7.2 Konturenwahrnehmung

Konturen

Auf der untersten Ebene wird das visuelle Feld in Formen aufgeteilt, die durch Konturen getrennt sind bzw. von diesen eingegrenzt werden. Konturen sind Stellen im retinalen Abbild, an denen die Intensität oder Zusammensetzung der Wellenlängen sich abrupt ändert.

Ein visuelles Feld ganz ohne solche Konturen nennt man Ganzfeld. Wenn man längere Zeit auf ein Ganzfeld starrt, dann bleichen die Rezeptoren aus. Das passiert z.B. bei Schnee-Blindheit.

Aspekte des Visuellen Feldes

Lichtquelle: Die Lichtquelle ist meistens die Sonne oder künstliches Licht. Das Bild, welches auf der Retina eintrifft, hängt wesentlich von der Stärke dieser Lichtquelle ab.

Reflexion: Je nach Farbe und Beschaffenheit unterscheidet sich die Oberflächenreflexion eines Gegenstandes. Sie kann z.B. matt oder glänzend sein.
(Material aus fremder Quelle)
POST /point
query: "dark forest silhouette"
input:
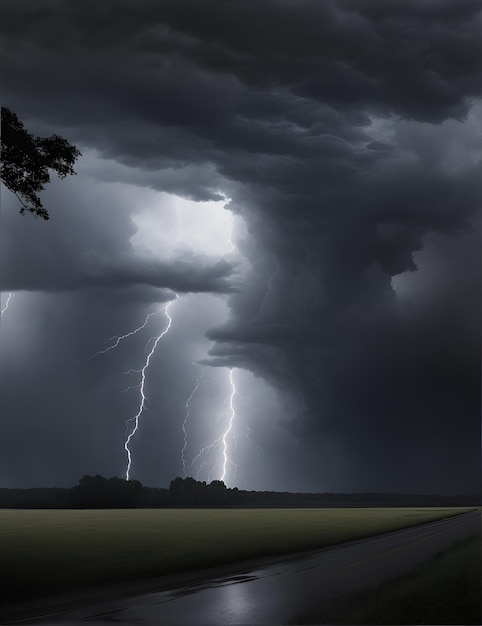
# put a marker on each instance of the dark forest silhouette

Oberflächenorientierung: Die Oberflächenorientierung hängt davon ab, wie eine Fläche wischen Lichtquelle und Beobachter im Raum steht. Sie wird also von der Ausrichtung einer Fläche bestimmt.

Blickwinkel: Der Blickwinkel bestimmt, wie der Beobachter zur betrachteten Szene steht.

Mikrosakkaden

Das Auge führt ständig kleine, unwillentliche Bewegungen aus, die sogenannten Mikrosakkaden. Durch diese Mikrosakkaden ändern sich für einige Rezeptoren die eintreffenden Signale ständig. Diese Rezeptoren registrieren eine Kontur.

Zur Formerkennung sind also nicht nur lokale Intensitätsunterschiede erforderlich, sondern auch ständige Veränderungen in den individuellen Rezeptoren. Durch spezielle Aufsätze mit einem kleinen Projektor kann man das Retina-Bild stabilisieren, so dass die Mikrosakkaden durch die Apperatur ausgeglichen werden. Was passiert? Die Konturen verschwinden blockweise - das ganze stabilisierte Bild verschwindet!

Metakontrast

Konturen brauchen einige Zeit, ehe sie ins Bewusstsein dringen. Dies konnte Werner in einem Experiment schon 1935 zeigen: Er zeigte seinen Probanden ein kleines schwarzes Target, und nach einem variablen Stimulusintervall eine Maske mit einem Loch in der Mitte von genau der Größe des zuvor gezeigten Targets:


Bei kurzen Intervallen (<100 msec) sahen die Beobachter einfach nur eine große schwarze Scheibe. Erst bei langen Intervallen von mehr als 200 msec konnten beide Scheiben nacheinander gesehen werden. Interessanterweise wurde bei Intervallen mittlerer Länge (100-200 msec) nur die Maske gesehen. Was hier stattfindet, nennt man Rückwärts-Maskierung: Die Verarbeitung der später dargebotenen Kontur unterdrückt diejenige der früher dargebotenen, indem sie sie überlagert (Interferenz).

Als Metakontrast bezeichnet man allgemein die Interferenz zwischen Konturen an benachbarten Stellen der Retina.